// The usual way to traverse a tree structure is to use a stack, often
// implemented with a recursive function so you can remember where you
// used to be and where to go next.  This is perfectly fine, and for
// most trees, the depth is going to be so small that the stack will
// not ever become too large.
//
// But sometimes you either have to be able to handle extremely
// lopsided trees, or are perhaps in an environment where you want to
// traverse a tree, but do not have access to a stack.  The latter may
// happen when doing e.g. GPU or vector programming.  For such cases
// there is a nifty trick for stack-free tree walking.  The only thing
// it requires is being able to uniquely identify tree nodes (e.g. by
// their address) and each node having a pointer to its parent.  I'll
// demonstrate the technique in C.

#include <stdio.h>
#include <stdlib.h>

// We'll be working with binary trees and for simplicity the
// node-level data is just an integer.

struct node {
  int data;
  struct node* parent; // NULL for the root.
  struct node* left;
  struct node* right;
};

// We'll need some trees to test with, so here's recursive functions
// for creating and freeing trees.  This creation can also be done in
// a stack-free manner, but I'll leave that for another program.

struct node* mk_tree(struct node *parent, int d) {
  if (d == 0) {
    return NULL;
  } else {
    struct node *x = malloc(sizeof(struct node));
    x->data = 0;
    x->parent = parent;
    x->left = mk_tree(x, d-1);
    x->right = mk_tree(x, d-1);
    return x;
  }
}

void free_tree(struct node* x) {
  if (x) {
    free_tree(x->left);
    free_tree(x->right);
    free(x);
  }
}

// Time to walk the tree.  For each node, let's increment its value.

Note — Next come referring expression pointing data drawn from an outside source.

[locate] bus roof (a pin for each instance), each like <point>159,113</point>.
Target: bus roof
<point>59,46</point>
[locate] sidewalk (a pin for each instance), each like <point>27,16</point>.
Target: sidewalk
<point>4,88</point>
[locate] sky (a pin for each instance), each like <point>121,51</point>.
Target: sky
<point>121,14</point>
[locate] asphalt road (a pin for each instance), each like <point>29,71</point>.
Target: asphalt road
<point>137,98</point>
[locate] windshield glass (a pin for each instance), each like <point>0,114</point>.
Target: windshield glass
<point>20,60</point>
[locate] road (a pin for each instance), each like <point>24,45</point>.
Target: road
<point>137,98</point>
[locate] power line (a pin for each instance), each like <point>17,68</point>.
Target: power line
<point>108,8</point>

void visit(struct node *x) {
  x->data++;
}

// Here's the standard recursive way of walking the tree.  This is a
// preorder traversal, because we modify the node value before walking
// down the left branch.  This isn't important and could have been
// done any way.

void walk_tree_withstack(struct node *x) {
  if (x) {
    visit(x);
    walk_tree_withstack(x->left);
    walk_tree_withstack(x->right);
  }
}

// Okay, so how do we do this without a stack?  walk_tree_withstack()
// uses the C call stack to "suspend" execution while recursively
// traversing the children.  Since the nodes have parent pointers, we
// don't need the call stack to know where to return to, but we do need
// to know whether we are visiting a node for the first time, have
// returned from the left child, or returned from the right child.  We
// can do this by keeping a pointer to the _previous_ node we visited,
// and upon entering a new node, we check whether we just came from
// the parent or one of the children.

void walk_tree_stackfree(struct node *x) {
  // Current node we are visiting.  Will be x->parent when we are done.
  struct node *cur = x;

  // Last node we visited.
  struct node *prev = x->parent;

  while (cur != x->parent) {
    // Initially, suppose the next node to visit is our parent.  This
    // is the case if we've already visited the children.
    struct node *next = cur->parent;
    if (prev == cur->parent) {
      // If the _previous_ node is the parent, then we must be visiting
      // this node for the first time.
      visit(cur);
      // We want to visit the left node (if it exists), otherwise the
      // right node (if it exists).
      if (cur->left) {
        next = cur->left;
      } else if (cur->right) {
        next = cur->right;
      }
    } else if (prev == cur->left) {
      // We are returning from the left child, so we want to visit the
      // right child (if it exists).
      if (cur->right) {
        next = cur->right;
      }
    }
    prev = cur;
    cur = next;
  }
}

// The control flow is much more convoluted.  If would be even more
// convoluted if our tree supported an arbitrary nubmer of children
// per node. But how much slower is stack-free traversal?  Let's see.
// First, define a way to measure performance.

#include <time.h>

double seconds() {
  struct timespec ts;
  clock_gettime(CLOCK_MONOTONIC, &ts);
  return ts.tv_sec + ts.tv_nsec/1000000000.0;
}

// And then a main() function that measures the time to construct,
// walk, and free a tree of given depth.

int main(int argc, char** argv) {
  if (argc != 2) {
    fprintf(stderr, "Usage: %s N\n", argv[0]);
    exit(1);
  }

  int d = atoi(argv[1]);
  double a,b;

  a = seconds();
  struct node *t = mk_tree(NULL, d);
  b = seconds();
  printf("Constructing:\t\t%fs\n", b-a);

  a = seconds();
  walk_tree_withstack(t);
  b = seconds();
  printf("Walking with stack:\t%fs\n", b-a);

  a = seconds();
  walk_tree_stackfree(t);
  b = seconds();
  printf("Walking without stack:\t%fs\n", b-a);

  a = seconds();
  free_tree(t);
  b = seconds();
  printf("Freeing:\t\t%fs\n", b-a);
}

// Here are some numbers on my computer:
//
// $ gcc treewalk.c -o treewalk -O2
//
// $ ./treewalk 20
// Constructing:		0.035791s
// Walking with stack:          0.005445s
// Walking without stack:	0.006163s
// Freeing:		        0.009331s
//
// $ ./treewalk 25
// Constructing:		1.140084s
// Walking with stack:	        0.181610s
// Walking without stack:	0.195902s
// Freeing:		        0.301698s
//
// Stack-free traversal is a bit slower, probably because of the extra
// control flow, but it's not awful.  Further, the stack-free
// implementation can handle extremely unbalanced trees without
// blowing the stack, and works in settings where a stack is not
// available or practical.  I have used it myself for traversing
// bounding volume hierarchies in a ray tracer running on GPU:
//
// https://github.com/athas/raytracingthenextweekinfuthark/